Project 1: The MiniJava Scanner
Due: Friday, February 2, 12:30 pm.
In this assignment you will extend the initial MiniJava scanner
with the extensions described in the course project description
handout. Specifically, MiniJava's lexical structure should
be extended as follows:
- Comments are now allowed, and ignored. Two styles of
comment are supported: "//" to end of line, and
/*...*/ unnested block comments.
- Underscores ("_") are now allowed in
identifiers wherever letters are allowed.
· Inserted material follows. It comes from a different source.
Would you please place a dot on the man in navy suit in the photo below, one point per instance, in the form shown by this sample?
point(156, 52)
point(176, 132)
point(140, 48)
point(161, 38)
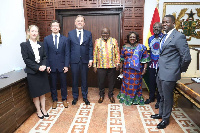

- Floating-point literals are allowed. A floating-point
literal is an integer part followed by either a fractional part,
or an exponent part, or both. If both, then the fractional part
precedes the exponent part. The integer part is one or more
digits. A fractional part is a decimal point followed by one or
more digits. An exponent part is the letter E or e, followed by
an optional + or -, followed by one or more digits. (This is a
restricted version of full Java's floating-point literal
syntax.)
- "double", "for", "break",
and "length" are new reserved words.
- "||" is a new operator.
In this assignment, you should only extend the scanner. You do
not need to check for syntactic or typechecking errors, nor do
you need to extend the parser or any other parts of the MiniJava
compiler.
Do the following:
- Extend this specification of
MiniJava's lexical structure to describe the extended
language, in the same style.
- Extend Parser/minijava.cup and Scanner/minijava.jflex to
scan the new tokens and comments. (You can follow these directions to get a copy of the
initial MiniJava compiler implementation and set up your own
SVN system.)
- Develop test cases that demonstrate that your extended
scanner works, both in cases that should now be lexically
legal and in cases that should still be lexically
illegal. (Since the scanner quits at the first error, you'll
likely need several illegal test case files to test the
different illegal cases.) The SamplePrograms directory
contains some files that should scan after you make your
changes; some of the files should scan successfully with the
initial version of the MiniJava compiler.
You can use the -scan -printTokens options to the MiniJava
compiler to just run the scanning phase and print out the tokens
that it scans. See the test_scanner target in the Makefile for
an example, and feel free to make your own target(s) to make
running the tests you like easier and more mechanical.
Turn in the following:
- Your extended MiniJava lexical specification.
- Your modified minijava.cup and minijava.jflex files. Clearly
identify your changes using comments.
- Your test cases, with names of the form
name.legal.java for test cases that should scan
successfully and name.illegal.java for test cases that
should trigger lexical errors.
Submit the above files using the turnin command. The project
name is proj1. See the man page for details on turnin.